Spare us the Humbug

Festive Cliché Bingo with Centigrade

Yes, it’s the festive season. Yes, it’s commercial. Don’t like it? Try this.
Yuletide, like summer weather, cheery policemen and the sight of little children reading books, is one of the many things that Used To Be Better In the Old Days. Nostalgists wax lyrical about simpler times when kids would be happy with an orange and a lump of coal in their stockings and the whole neighbourhood would gather to sing carols around the village green.

But you know something? The festive season, Yule, Christmas or whatever you call it, is still a pretty fine time of year. And at Centigrade we’re not averse to the occasional celebration, so we’ve devised a little seasonal game of Festive Cliché Bingo you can play whenever all the old platitudes come tumbling out. Just help yourself to a swig or bite of your favourite  holiday cheer whenever you hear these time-worn complaints:

“The festive season starts earlier every year.” Award yourself a glass of mulled wine every time you hear this one. Granted, shop windows decked with snowflakes can look a little odd at a time when people are still strolling around in t-shirts, but there’s no obligation to buy stuff then and it’s no weirder than the spring/summer fashion collections coming out when it’s minus 10C and the pavements are knee deep in slush. That’s retailing – if it didn’t work, they wouldn’t do it.

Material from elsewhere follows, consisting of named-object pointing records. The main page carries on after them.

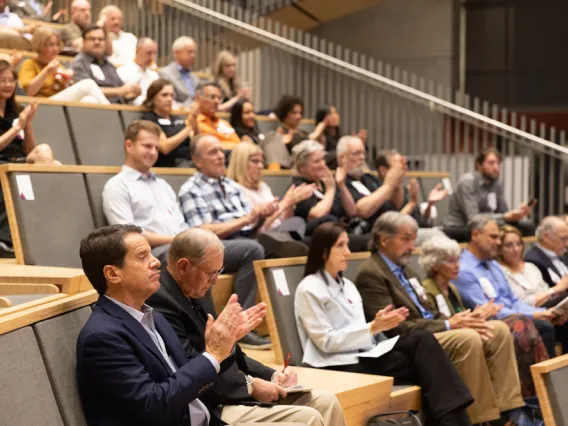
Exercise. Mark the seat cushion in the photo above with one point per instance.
(57, 338)
(26, 397)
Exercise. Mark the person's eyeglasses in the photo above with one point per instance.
(512, 245)
(101, 39)
(211, 275)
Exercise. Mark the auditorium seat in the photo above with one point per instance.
(98, 136)
(52, 225)
(57, 338)
(26, 397)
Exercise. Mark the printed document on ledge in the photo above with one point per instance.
(379, 349)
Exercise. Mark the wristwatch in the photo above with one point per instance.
(250, 384)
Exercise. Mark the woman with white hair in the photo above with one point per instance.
(440, 259)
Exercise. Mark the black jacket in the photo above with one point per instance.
(188, 318)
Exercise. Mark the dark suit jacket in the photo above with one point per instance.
(543, 263)
(379, 288)
(123, 379)
(188, 319)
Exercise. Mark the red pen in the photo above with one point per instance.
(287, 361)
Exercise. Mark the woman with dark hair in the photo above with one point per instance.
(177, 131)
(333, 330)
(244, 122)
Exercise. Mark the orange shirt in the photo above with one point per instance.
(219, 128)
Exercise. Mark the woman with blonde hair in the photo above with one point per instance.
(45, 76)
(225, 73)
(245, 168)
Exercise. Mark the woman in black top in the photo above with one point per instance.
(244, 123)
(17, 142)
(177, 131)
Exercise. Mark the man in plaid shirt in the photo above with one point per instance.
(212, 201)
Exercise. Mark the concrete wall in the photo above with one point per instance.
(420, 36)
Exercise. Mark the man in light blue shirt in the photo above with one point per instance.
(481, 279)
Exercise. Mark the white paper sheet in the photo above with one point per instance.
(281, 282)
(379, 349)
(25, 189)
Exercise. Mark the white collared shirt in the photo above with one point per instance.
(123, 48)
(331, 321)
(558, 264)
(132, 73)
(198, 412)
(143, 200)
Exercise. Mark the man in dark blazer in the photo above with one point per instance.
(548, 254)
(195, 259)
(131, 368)
(178, 72)
(384, 279)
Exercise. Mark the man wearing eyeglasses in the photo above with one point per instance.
(92, 63)
(208, 98)
(139, 197)
(548, 253)
(195, 260)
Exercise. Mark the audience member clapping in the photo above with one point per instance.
(208, 99)
(184, 50)
(17, 141)
(139, 71)
(176, 130)
(440, 259)
(225, 74)
(244, 122)
(333, 330)
(92, 64)
(245, 168)
(123, 43)
(45, 76)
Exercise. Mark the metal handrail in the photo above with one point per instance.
(435, 103)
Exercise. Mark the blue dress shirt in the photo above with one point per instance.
(399, 273)
(469, 286)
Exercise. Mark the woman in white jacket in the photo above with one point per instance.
(333, 330)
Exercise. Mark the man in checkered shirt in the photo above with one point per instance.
(212, 201)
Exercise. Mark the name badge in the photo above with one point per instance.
(97, 72)
(488, 288)
(361, 189)
(318, 194)
(418, 288)
(14, 124)
(553, 276)
(443, 306)
(492, 201)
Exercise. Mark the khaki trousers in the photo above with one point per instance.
(489, 369)
(316, 408)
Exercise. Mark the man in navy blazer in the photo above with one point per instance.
(548, 253)
(131, 367)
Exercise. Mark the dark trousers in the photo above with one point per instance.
(418, 359)
(548, 335)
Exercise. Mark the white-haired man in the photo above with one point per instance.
(194, 259)
(548, 253)
(178, 71)
(123, 43)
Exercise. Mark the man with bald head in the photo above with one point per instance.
(184, 50)
(548, 253)
(195, 259)
(123, 43)
(139, 70)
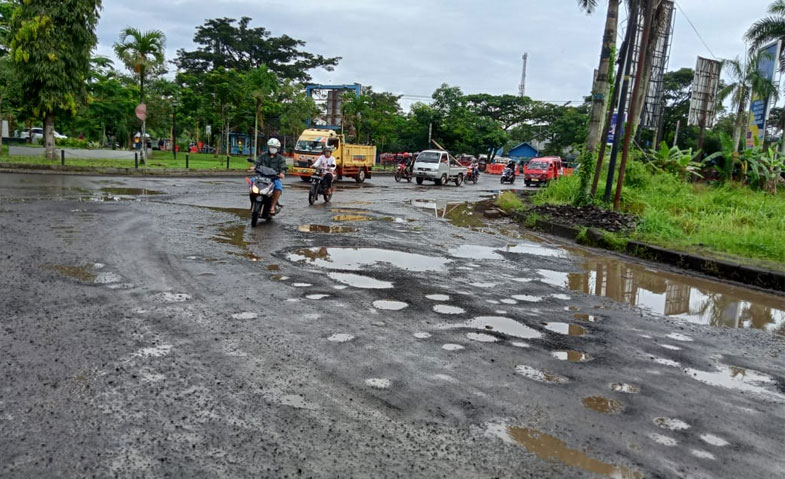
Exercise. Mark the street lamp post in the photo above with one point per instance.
(174, 129)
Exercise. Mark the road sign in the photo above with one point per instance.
(141, 111)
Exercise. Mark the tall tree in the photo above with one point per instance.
(602, 85)
(233, 45)
(747, 80)
(768, 29)
(143, 54)
(51, 45)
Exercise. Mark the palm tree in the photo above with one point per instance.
(769, 28)
(747, 80)
(602, 86)
(143, 54)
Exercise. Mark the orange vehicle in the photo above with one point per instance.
(543, 170)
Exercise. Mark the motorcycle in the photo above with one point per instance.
(317, 188)
(261, 188)
(474, 174)
(508, 176)
(403, 173)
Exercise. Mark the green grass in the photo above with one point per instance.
(730, 221)
(158, 160)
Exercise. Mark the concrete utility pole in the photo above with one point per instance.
(522, 87)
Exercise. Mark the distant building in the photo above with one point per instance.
(524, 150)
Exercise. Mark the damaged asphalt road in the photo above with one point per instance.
(148, 330)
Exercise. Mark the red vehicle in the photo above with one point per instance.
(543, 170)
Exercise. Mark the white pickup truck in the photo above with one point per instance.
(439, 167)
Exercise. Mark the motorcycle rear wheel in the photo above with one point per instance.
(255, 214)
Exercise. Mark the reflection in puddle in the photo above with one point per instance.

“We’ve lost the meaning of Christmas.” Treat yourself to a mince pie or chocolate truffle every time you hear this one. It’s true that, like the Easter Bunny, Santa and his sack of presents do tend to obscure the simple religious tale story of the Nativity. But there’s no evidence that Jesus of Nazareth was born on December 25th, and quite a lot of evidence that there were hearty pagan Winter Solstice celebrations long before Christianity came along. Best guess is that the early Christians had no wish to be killjoys and simply adopted an existing festival. And who can blame them?

“It’s for the kids, isn’t it?” We love this one. Make it a glass of bubbly for this cliché. Parents fondly imagine they’re really doing the whole festive thing for the benefit of little Oliver or Amelia, while treating themselves to a month-long blowout of champagne, chocolate, indulgent food and presents from the most expensive stores in town. The holidays are for the kids? Tell that to Tiffany.

“It’s just repeats and reruns on TV.” Fill your glass, that’s worth another swig. Yes, it’s just repeats of some of the greatest feel-good movies ever made. Groundhog Day, Elf, It’s a Wonderful Life, Holiday Inn, How the Grinch Stole Christmas… you just can’t resist them and why should you? They’re masterpieces. Nobody ever goes to the Louvre and complains they’ve seen the Mona Lisa before. And if you can watch The Muppet Christmas Carol without a soppy grin on your face from beginning to end, you really are a Scrooge.

“I’ll be glad when the whole thing is over.” Double helpings of whatever you fancy when you hear this one. You’ll be glad when it’s over? Sure you will.  Can’t wait to get back to those 2018 cashflow forecasts? Uh-huh. Don’t let us stop you. At Centigrade, we’re in the ‘all work and no play makes Jack a dull boy’ camp.

Centigrade strongly recommends you don’t play Festive Cliché Bingo and drive…but apart from that, please enjoy your festive season however you want to with the compliments of us all.